Pam Templer, a College of Arts & Sciences professor of biology, is the principal investigator on the grant. Her project, titled Boston UniverCity: Partnering Graduate Students and Cities to Tackle Urban Environmental Challenges, is a $3 million, five-year program that will train students from the interdisciplinary PhD program in biogeoscience (students from biology, earth and environment, and archaeology) and the School of Public Health’s environmental health PhD program.

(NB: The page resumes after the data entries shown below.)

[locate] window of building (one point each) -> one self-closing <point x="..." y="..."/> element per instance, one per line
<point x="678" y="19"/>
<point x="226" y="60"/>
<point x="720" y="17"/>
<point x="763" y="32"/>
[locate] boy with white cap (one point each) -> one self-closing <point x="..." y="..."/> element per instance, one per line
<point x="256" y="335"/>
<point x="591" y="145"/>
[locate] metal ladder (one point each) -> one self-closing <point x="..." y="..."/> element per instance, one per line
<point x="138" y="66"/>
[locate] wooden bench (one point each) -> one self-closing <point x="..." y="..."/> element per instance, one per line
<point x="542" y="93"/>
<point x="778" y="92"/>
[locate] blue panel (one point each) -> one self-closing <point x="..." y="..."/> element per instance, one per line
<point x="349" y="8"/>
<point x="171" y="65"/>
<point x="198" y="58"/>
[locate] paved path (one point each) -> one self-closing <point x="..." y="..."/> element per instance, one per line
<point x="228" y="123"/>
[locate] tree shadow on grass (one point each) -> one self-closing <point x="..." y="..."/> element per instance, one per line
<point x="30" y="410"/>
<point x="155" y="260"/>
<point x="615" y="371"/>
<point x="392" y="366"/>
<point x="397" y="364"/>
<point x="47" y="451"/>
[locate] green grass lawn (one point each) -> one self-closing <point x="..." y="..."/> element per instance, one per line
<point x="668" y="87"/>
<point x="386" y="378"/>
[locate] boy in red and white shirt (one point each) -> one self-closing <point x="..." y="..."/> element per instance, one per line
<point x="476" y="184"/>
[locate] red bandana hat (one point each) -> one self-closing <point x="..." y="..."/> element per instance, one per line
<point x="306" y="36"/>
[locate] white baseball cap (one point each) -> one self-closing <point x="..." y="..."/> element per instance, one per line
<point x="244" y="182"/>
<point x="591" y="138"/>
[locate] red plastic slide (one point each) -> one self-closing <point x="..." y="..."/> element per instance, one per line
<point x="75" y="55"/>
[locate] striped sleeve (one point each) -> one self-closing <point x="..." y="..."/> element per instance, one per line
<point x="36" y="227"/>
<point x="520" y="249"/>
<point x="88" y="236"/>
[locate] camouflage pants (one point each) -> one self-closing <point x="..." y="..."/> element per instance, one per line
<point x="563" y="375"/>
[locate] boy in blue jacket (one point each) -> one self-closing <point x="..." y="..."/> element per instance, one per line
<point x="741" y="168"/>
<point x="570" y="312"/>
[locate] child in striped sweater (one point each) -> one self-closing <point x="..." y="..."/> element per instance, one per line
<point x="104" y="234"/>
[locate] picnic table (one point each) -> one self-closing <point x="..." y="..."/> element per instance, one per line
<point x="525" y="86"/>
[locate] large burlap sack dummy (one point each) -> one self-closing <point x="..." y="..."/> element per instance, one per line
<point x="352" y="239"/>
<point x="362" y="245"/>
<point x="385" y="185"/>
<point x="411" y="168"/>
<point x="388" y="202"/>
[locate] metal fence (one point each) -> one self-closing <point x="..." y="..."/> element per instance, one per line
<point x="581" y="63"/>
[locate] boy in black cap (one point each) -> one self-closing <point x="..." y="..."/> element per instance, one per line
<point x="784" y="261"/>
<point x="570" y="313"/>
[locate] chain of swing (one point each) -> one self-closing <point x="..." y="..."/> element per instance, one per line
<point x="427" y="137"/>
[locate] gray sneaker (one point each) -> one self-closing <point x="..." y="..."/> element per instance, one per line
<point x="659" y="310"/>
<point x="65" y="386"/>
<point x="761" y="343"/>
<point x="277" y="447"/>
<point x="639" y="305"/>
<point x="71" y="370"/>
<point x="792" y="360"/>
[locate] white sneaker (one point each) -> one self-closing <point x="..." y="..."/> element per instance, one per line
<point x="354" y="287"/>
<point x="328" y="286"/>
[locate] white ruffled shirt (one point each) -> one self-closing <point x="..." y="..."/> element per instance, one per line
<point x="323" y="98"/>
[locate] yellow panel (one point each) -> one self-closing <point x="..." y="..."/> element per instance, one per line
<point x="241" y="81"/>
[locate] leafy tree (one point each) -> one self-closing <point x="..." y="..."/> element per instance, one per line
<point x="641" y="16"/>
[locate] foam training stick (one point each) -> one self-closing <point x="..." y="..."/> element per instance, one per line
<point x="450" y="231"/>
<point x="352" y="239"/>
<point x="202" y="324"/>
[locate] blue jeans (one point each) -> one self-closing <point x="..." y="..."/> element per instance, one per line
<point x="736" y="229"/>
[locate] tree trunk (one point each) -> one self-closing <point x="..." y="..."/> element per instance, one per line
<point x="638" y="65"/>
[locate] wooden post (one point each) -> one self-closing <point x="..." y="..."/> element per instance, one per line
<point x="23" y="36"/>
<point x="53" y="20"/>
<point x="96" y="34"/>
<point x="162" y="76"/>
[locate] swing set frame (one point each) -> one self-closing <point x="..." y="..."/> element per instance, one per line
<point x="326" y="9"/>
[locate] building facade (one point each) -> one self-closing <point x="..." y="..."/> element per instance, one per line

“Graduates will be equipped to address foundational questions about the physical environment and to reduce the impacts of the environment on both ecosystem function and human health,” says Templer.

Lucy Hutyra, a CAS associate professor of earth and environment, is coprincipal investigator on the grant, along with Jonathan Levy, an SPH professor of environmental health.

The NRT awards are given to research initiatives aimed at developing and implementing new and potentially transformative models for graduate education in science, technology, engineering, and mathematics (STEM) fields.

One of the goals of the NRT program is to increase and expand the science and engineering workforce through the education of graduate students. “Integration of research and education through interdisciplinary training will prepare a workforce that undertakes scientific challenges in innovative ways….The NSF Research Traineeship awards will ensure that today’s graduate students are prepared to pursue cutting-edge research and solve complex problems of tomorrow,” says Dean Evasius, director of the NSF division of graduate education.